Certainly Daenerys’s razing of King’s Landing will give him even further cause for doubt, and he won’t be alone. After all, we see hints of doubt in the sidelong glances Jon gives Dany when she murders Varys. Murdering to protect the realm is one thing, but murdering to protect a lie about your right to power is something else. The horror of her rampage only seems to bolster those doubts. Along with Arya, who didn’t trust her to begin with, all three seemed poised to turn on her in the finale. It would be fitting for Game of Thrones to end with complex characters once again on opposite sides of a conflict. I just wish that the writers had arrived at such a scenario without subjecting Daenerys to such wild contortions. Hopefully the ends will justify the means, and the fates of the remaining characters will be more satisfying than those of Cersei and Jaime, but after an uneven final season (to say the least), my own mounting doubts are increasingly harder to ignore.

Other thoughts:

- For all of Varys’s foresight and spycraft, he seems a bit foolish to so swiftly and obviously switch his allegiances, and especially so for testing the waters with Jon in full view of Tyrion. I suppose he trusted his friendship with Tyrion to safeguard him from betrayal, but he more or less broadcast his intention to spread Jon’s claim in “The Last of the Starks.” Seeing Varys approach Jon at the start of this episode simply confirmed Tyrion’s need to inform Dany.

- Dany asks Jon: “Is that all I am to you? Your Queen?” Me, yelling at my television: “You’re also his aunt.”

- Dany’s razing of King’s Landing also parallels some of Westeros’s ancient history. When Aegon the Conqueror (the original Targaryen ruler) first arrived in Westeros, his first move was to use his dragons to blast Harrenhal to ruins. History repeats itself.


- Some nice stylistic touches in that moment where Dany hears the bells and struggles with whether or not to continue her attack. First, we get a shot/reverse-shot sequence implying that Cersei and Daenerys are starting each other down across the vast distance between them.

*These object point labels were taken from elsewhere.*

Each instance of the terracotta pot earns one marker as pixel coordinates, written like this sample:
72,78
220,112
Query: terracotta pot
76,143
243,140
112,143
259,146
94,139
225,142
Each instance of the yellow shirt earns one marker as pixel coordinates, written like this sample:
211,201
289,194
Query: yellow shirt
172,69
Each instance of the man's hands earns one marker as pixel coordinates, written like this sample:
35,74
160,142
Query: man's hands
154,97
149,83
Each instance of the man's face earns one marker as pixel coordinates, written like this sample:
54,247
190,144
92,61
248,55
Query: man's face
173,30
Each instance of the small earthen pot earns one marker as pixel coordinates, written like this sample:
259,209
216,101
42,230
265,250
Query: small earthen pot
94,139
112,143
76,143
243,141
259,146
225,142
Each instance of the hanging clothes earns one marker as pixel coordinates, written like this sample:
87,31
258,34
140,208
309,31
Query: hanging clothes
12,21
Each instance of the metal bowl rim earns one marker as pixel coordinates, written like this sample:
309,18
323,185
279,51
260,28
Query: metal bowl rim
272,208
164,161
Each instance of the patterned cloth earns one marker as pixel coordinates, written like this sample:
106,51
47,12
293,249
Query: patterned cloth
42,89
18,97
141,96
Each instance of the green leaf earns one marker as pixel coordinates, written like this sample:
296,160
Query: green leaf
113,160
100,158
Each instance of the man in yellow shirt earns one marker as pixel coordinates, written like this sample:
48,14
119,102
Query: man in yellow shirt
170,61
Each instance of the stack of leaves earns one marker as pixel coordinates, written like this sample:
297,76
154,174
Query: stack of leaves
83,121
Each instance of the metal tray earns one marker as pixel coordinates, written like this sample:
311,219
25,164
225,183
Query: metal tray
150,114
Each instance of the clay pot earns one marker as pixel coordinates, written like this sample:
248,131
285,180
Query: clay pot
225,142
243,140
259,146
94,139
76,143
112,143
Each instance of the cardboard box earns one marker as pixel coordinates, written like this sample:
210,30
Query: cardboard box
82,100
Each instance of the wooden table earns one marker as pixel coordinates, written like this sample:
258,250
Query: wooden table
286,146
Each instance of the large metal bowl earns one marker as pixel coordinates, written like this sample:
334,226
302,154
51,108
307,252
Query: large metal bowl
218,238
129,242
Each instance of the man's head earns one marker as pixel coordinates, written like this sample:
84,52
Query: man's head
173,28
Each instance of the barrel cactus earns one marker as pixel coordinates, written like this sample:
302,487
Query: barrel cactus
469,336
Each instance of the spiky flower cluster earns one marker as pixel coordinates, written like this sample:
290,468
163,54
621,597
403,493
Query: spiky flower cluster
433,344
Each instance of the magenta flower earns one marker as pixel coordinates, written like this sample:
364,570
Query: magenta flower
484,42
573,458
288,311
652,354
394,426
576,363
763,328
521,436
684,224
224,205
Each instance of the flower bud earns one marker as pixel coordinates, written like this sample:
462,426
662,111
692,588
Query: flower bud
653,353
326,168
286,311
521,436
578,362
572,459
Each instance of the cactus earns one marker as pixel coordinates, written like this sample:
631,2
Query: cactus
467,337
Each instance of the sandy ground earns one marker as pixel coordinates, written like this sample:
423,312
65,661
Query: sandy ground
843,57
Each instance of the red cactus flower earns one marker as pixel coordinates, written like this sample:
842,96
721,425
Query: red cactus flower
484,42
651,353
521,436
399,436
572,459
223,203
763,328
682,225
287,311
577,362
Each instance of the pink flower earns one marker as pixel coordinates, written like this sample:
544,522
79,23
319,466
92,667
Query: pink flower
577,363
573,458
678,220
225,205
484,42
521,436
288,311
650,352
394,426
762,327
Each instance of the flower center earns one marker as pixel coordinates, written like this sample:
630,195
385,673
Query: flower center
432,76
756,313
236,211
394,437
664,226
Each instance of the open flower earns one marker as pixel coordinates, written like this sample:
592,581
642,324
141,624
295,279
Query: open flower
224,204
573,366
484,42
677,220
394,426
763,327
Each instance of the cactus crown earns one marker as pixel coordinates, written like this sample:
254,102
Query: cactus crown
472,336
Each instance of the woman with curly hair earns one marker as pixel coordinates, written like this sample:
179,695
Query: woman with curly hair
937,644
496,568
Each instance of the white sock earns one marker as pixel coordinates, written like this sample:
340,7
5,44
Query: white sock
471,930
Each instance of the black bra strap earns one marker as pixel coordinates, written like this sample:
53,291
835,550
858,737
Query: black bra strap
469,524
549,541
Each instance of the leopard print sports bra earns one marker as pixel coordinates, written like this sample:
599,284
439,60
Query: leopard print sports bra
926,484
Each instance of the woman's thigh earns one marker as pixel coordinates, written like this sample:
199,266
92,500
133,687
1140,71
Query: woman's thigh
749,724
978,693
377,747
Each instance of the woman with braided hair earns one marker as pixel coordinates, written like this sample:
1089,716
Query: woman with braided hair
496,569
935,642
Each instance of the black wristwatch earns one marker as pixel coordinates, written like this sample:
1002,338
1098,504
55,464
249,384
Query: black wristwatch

Second, shots of Jon and Tyrion waiting to see what Dany will do each hints at where their sympathies lie: they each face screen right, seeming to align them in opposition to Dany, who is facing screen left.

- Arya's makeup is excellent when she's scrambling to stay alive amidst the slaughter. By covering her in powdery gray debris from the rubble, the makeup deliberately invokes 9/11 imagery, thus increasing the entire sequence's effectiveness by subtly linking its horror to real-life horrors. Another nice touch: through the haze of the battle, she even resembles Ned at some points.

- For as horrific as this episode is, it still manages to sneak in some humor by returning to that old, reliable wellspring of Tyrion trying to speak Valyrian.

- The scene where Dany warns Tyrion not to fail her again has some nice use of Dany’s musical motif: it’s subtle but full of menace, much like Dany.